El Camión de los Helados



Son pocas las veces que le he comprado helados a quienes manejan estos camiones, creo que estoy muy viejo para dejarme hipnotizar por la melodía contagiosa que emana de sus altavoces. He sido testigo de cómo actuan los niños neoyorkinos cuando a lo lejos lo escuchan venir. De inmediato dejan de hacer lo que estaban haciendo para correr donde sus padres.

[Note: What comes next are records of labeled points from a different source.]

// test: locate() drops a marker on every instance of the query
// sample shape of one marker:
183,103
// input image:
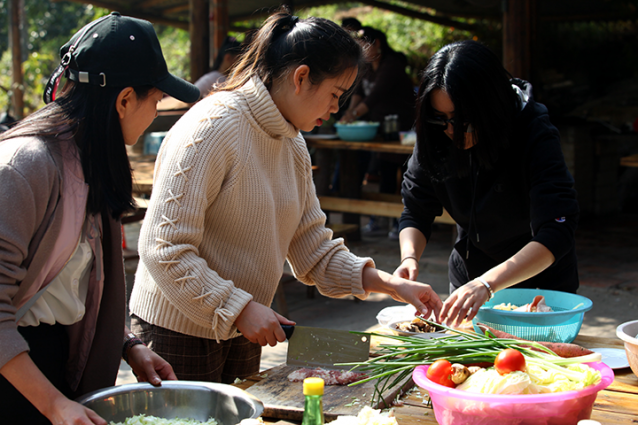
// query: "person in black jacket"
488,154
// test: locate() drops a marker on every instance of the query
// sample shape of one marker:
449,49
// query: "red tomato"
440,372
509,360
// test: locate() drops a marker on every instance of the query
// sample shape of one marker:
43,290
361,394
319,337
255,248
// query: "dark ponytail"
285,42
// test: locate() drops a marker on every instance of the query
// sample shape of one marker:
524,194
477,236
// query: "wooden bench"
379,204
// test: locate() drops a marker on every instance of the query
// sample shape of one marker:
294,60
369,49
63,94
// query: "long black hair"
285,42
481,91
88,112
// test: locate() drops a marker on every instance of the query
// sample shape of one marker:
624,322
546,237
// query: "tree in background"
51,24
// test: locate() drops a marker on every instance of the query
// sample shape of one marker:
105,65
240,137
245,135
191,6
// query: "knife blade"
320,347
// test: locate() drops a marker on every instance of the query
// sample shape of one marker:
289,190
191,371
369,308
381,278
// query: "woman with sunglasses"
487,152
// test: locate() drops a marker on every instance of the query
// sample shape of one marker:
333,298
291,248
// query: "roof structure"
177,12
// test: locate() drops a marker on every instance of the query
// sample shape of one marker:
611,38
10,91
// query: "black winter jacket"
527,196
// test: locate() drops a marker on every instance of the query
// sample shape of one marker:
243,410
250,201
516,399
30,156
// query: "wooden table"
352,201
629,161
372,146
618,404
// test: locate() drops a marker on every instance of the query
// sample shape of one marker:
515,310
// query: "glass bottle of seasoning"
313,405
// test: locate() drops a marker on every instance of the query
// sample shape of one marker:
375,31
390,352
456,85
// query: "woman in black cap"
66,181
487,152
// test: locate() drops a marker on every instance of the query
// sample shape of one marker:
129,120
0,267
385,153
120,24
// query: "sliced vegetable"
441,372
508,361
392,363
460,373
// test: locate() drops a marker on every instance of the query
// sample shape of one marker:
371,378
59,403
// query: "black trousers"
49,346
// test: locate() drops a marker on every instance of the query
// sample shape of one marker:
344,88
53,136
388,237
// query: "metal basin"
175,399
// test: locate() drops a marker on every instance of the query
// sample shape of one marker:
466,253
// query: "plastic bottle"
313,405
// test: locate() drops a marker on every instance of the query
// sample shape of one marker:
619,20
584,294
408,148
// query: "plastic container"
560,325
452,406
628,332
153,141
357,131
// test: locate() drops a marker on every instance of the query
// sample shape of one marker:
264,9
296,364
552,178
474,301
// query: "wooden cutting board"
284,399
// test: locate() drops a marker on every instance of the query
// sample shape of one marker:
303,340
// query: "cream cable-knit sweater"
233,198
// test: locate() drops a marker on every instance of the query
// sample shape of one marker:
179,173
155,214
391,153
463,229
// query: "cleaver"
320,347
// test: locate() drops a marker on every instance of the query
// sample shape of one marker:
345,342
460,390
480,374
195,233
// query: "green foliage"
176,48
416,38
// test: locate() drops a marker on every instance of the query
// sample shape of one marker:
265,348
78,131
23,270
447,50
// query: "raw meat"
330,377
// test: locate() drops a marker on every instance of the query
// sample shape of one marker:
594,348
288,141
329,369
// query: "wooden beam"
519,37
129,11
17,85
219,26
200,39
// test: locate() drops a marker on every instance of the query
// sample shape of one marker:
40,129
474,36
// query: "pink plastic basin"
458,407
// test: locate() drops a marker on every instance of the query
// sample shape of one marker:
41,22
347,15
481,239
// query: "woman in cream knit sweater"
233,199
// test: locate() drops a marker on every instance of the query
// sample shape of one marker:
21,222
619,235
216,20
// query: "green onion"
392,363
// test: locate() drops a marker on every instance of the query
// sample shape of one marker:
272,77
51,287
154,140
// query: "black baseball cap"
118,51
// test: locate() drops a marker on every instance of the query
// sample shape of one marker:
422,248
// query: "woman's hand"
25,376
68,412
348,116
262,325
148,366
408,269
464,303
420,295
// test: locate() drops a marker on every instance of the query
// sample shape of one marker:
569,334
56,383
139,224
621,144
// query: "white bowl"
394,327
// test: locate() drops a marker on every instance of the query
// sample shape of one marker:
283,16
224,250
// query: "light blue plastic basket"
561,325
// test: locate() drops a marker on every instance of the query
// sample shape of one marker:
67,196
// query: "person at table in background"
66,181
385,89
226,57
487,152
234,199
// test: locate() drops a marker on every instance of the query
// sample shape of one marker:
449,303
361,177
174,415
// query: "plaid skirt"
200,359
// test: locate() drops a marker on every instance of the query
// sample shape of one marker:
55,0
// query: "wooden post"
219,26
17,84
519,37
199,35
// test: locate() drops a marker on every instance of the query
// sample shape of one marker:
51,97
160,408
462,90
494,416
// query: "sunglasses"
443,123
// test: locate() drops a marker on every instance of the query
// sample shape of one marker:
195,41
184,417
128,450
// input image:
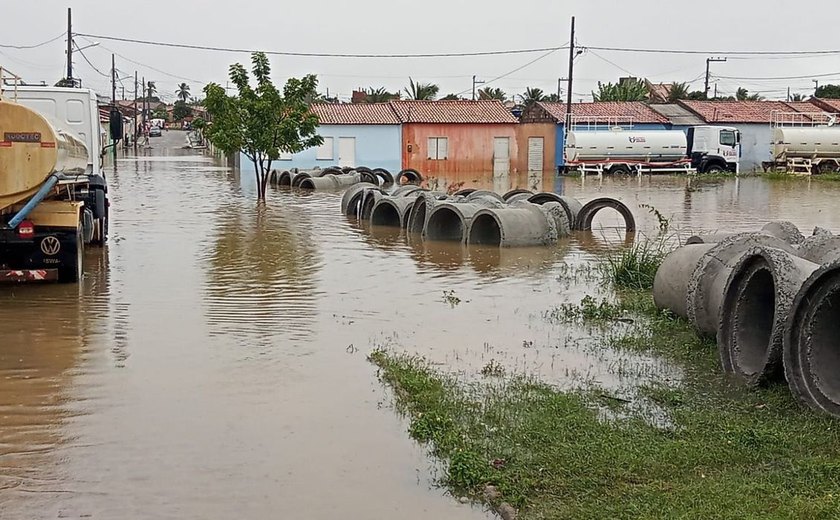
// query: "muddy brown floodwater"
212,363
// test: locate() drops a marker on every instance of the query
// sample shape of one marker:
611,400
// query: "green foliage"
828,92
379,95
635,267
181,110
422,91
183,92
261,122
631,89
492,93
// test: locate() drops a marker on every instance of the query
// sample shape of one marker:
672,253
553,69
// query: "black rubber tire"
72,271
411,175
620,169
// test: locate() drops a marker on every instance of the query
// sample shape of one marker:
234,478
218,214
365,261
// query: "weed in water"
450,298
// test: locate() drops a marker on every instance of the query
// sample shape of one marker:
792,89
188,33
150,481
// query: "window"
727,138
325,151
438,148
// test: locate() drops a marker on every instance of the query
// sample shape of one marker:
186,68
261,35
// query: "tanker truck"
808,150
53,194
703,149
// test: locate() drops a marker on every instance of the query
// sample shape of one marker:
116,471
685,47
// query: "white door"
347,151
501,155
535,154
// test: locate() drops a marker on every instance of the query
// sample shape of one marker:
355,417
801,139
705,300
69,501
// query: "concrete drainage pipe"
352,198
812,341
591,208
451,221
708,280
758,297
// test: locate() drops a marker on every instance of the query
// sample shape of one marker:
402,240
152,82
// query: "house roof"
677,115
355,114
462,112
606,111
741,111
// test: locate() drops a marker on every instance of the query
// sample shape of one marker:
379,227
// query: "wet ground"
212,363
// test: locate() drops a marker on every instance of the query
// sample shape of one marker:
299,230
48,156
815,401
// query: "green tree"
532,95
262,122
743,94
828,92
181,110
632,89
492,93
421,91
183,92
378,95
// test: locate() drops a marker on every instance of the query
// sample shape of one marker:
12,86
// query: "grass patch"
726,453
635,267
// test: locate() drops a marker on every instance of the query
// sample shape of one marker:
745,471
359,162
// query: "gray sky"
433,26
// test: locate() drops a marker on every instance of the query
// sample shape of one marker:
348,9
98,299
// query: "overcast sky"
433,26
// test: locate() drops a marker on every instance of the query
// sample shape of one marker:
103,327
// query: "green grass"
726,453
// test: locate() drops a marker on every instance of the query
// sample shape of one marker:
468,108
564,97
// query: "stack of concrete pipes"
771,299
335,178
518,218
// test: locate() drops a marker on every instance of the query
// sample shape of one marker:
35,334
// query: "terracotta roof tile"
355,114
742,111
607,111
463,112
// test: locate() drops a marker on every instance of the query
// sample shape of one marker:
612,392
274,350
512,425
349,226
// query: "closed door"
535,154
347,151
501,155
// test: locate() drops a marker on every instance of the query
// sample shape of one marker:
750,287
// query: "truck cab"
714,149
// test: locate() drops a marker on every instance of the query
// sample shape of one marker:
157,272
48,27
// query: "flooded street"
212,363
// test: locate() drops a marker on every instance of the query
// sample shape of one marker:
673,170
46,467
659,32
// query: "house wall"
377,146
548,131
560,157
470,147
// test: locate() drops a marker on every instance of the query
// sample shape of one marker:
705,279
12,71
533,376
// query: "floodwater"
212,363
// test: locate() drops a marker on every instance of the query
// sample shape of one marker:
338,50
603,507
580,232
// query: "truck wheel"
72,264
620,169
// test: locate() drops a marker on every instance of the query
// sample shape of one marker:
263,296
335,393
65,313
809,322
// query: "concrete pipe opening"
750,319
485,231
385,214
445,224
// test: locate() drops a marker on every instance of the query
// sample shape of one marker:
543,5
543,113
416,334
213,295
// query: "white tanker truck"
53,195
812,149
703,149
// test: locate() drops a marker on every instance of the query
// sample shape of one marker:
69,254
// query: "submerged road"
212,363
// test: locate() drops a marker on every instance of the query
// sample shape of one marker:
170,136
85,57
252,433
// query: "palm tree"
183,92
532,95
420,91
492,93
379,95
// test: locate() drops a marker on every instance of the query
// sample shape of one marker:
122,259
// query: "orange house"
452,137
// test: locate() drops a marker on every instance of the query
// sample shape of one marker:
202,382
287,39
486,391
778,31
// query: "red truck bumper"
29,275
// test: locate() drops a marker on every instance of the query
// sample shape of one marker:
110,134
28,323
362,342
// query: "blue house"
592,116
357,134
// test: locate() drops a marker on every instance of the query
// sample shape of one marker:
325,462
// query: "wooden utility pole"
69,44
571,77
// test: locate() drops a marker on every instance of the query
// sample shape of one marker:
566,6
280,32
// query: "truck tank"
808,142
626,145
31,149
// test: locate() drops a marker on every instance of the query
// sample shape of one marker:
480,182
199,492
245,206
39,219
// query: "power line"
319,54
22,47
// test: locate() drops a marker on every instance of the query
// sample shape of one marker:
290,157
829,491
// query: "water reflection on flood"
212,364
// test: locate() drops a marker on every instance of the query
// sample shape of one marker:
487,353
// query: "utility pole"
476,82
571,77
709,61
70,44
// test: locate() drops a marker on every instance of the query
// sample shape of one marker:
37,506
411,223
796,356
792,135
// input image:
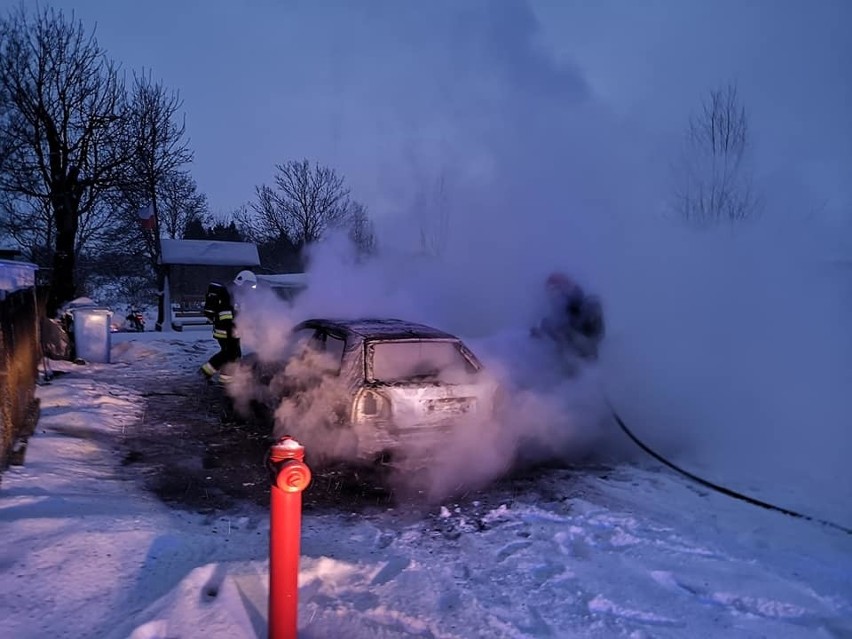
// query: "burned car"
372,389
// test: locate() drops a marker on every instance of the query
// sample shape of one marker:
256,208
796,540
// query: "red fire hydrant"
289,476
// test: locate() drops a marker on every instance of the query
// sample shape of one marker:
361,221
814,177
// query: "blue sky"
397,95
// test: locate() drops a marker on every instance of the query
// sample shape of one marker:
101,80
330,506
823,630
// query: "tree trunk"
62,285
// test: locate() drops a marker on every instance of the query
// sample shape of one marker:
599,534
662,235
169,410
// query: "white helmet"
246,277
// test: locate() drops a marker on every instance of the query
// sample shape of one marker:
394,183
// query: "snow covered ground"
624,551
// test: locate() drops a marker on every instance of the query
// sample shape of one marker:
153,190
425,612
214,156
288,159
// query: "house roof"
208,253
16,275
284,280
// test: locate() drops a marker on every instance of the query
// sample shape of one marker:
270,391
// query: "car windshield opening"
409,361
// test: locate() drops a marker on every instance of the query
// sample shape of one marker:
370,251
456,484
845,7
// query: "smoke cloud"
727,349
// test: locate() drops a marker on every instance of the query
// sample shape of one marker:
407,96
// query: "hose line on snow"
721,489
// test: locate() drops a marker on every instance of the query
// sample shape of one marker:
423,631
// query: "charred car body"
370,389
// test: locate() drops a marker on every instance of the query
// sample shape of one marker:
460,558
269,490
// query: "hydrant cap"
289,443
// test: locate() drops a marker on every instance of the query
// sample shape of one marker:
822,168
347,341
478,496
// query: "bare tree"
153,175
713,178
178,203
61,131
307,201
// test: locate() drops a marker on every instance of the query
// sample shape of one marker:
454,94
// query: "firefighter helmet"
246,277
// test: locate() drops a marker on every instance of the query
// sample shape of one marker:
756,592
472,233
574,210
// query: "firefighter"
219,307
575,321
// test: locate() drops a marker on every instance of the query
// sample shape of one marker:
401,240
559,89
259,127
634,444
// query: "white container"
92,335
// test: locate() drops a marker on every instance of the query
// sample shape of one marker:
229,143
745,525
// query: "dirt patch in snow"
191,452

Los padres usualmente los complacen y le dan dos o tres dólares para que ellos bajen o se acerquen al camión. El look de esos camiones no ha cambiado en lo que tengo viviendo aquí, sería interesante saber desde cuánto tiempo tienen estos camiones llenando de alegría la ciudad.

La alegría de esos niños siempre me transporta a mi niñez, de inmediato me visualizo contentísimo corriendo tras mi madre después de oir la campanita que remeneaban los heladeros. Estos se acercaban usualmente en bicicletas y si tenían ya tiempo en el negocio, vendían con la ayuda de sus motores de 70 cc.

Este camión lo vi el viernes. Estaba frío ese día, como 40 grados Farenheit, pero esto no pareció detenerlo, desde ya, al igual que yo, quiere que sea verano.